We see this paradox again in chapter 4. Paul is exhorting the Ephesians to set aside their divisions, to stop being "tossed back and forth by the waves, and blown here and there by every wind of teaching" (v. 14). Instead, they should speak the truth to one another in love, so that together with all Christians they will "grow up into him who is the Head, that is, Christ. From him the whole body, joined and held together by every supporting ligament, grows and builds itself up and love, as each part does its work" (v. 15, 16). Christ is not only at the top of the pyramid in the Church, he is also the principle of unity from the bottom up and in all of its parts, even the most elementary and minute. The Church, from its foundation to its peak, is permeated through and through with Christ. We could then say that the Church has a fundamental "Christ-ness" about it.
Later in this epistle, in chapter 5, Paul analogizes from Christ's relationship to his Church about the proper relation between husbands and wives, bringing into sharp focus ideas he has only hinted at thus far. Clearly, in this section Paul establishes the headship of the husband over the wife based on the headship of Christ over the Church. Of course, the husband is not to abuse his position of authority but to love his wife "just as Christ loved the church and gave himself up for her" (v. 25).
Paul solidifies his argument that the husband is to love his wife and give himself up to her on the basis of their marital union. He writes, "In this same way, husbands ought to love their wives as their own bodies. He who loves his wife loves himself. After all, no one ever hated his own body, but he feeds and cares for it, just as Christ does the church—for we are members of his body" (v. 28-30). Paul then makes recourse to the institution of marriage in the Genesis account (2:24): "' For this reason a man will leave his father and mother and be united to his wife, and the two will become one flesh'" (v. 32). Paul is speaking first and foremost about the marriage relationship in this passage but he also means to teach us something about the mystery of Christ in his union with his Church, as he tells us in verse 33: "This is a profound mystery—but I am talking about Christ and the church."
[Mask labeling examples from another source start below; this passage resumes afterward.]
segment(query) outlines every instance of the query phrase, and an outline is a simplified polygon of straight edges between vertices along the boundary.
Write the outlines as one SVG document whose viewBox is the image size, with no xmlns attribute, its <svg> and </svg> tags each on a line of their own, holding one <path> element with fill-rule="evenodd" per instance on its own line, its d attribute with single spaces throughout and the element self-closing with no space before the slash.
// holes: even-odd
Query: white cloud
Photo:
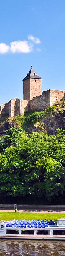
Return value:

I don't think Paul could put forth what he is trying to teach us about Christ and the Church in clearer or more eloquent terms. Just as the husband is to regard himself as one flesh with his wife, so too does Christ regard the Church as one flesh with himself. Certainly Christ is our Head, Lord, and Leader just as the patriarch in Greco-Roman society was head of his household, but, like the wife and children of the head of the household in ancient times, who exercised authority in the household in the name and authority of the patriarch, the Church exercises authority in the lives of believers in Christ's name and in his authority.
The Christian Church is one flesh with Jesus Christ. We are his body and he feeds and cares for us because we are found in him and he is found in us. When we encounter his assembled Body in public worship, we are encountering Christ himself through his glorious bride. She is "the fullness of him who fills everything in every way."
In the name of the Father, and of the Son, and of the Holy Spirit. Amen.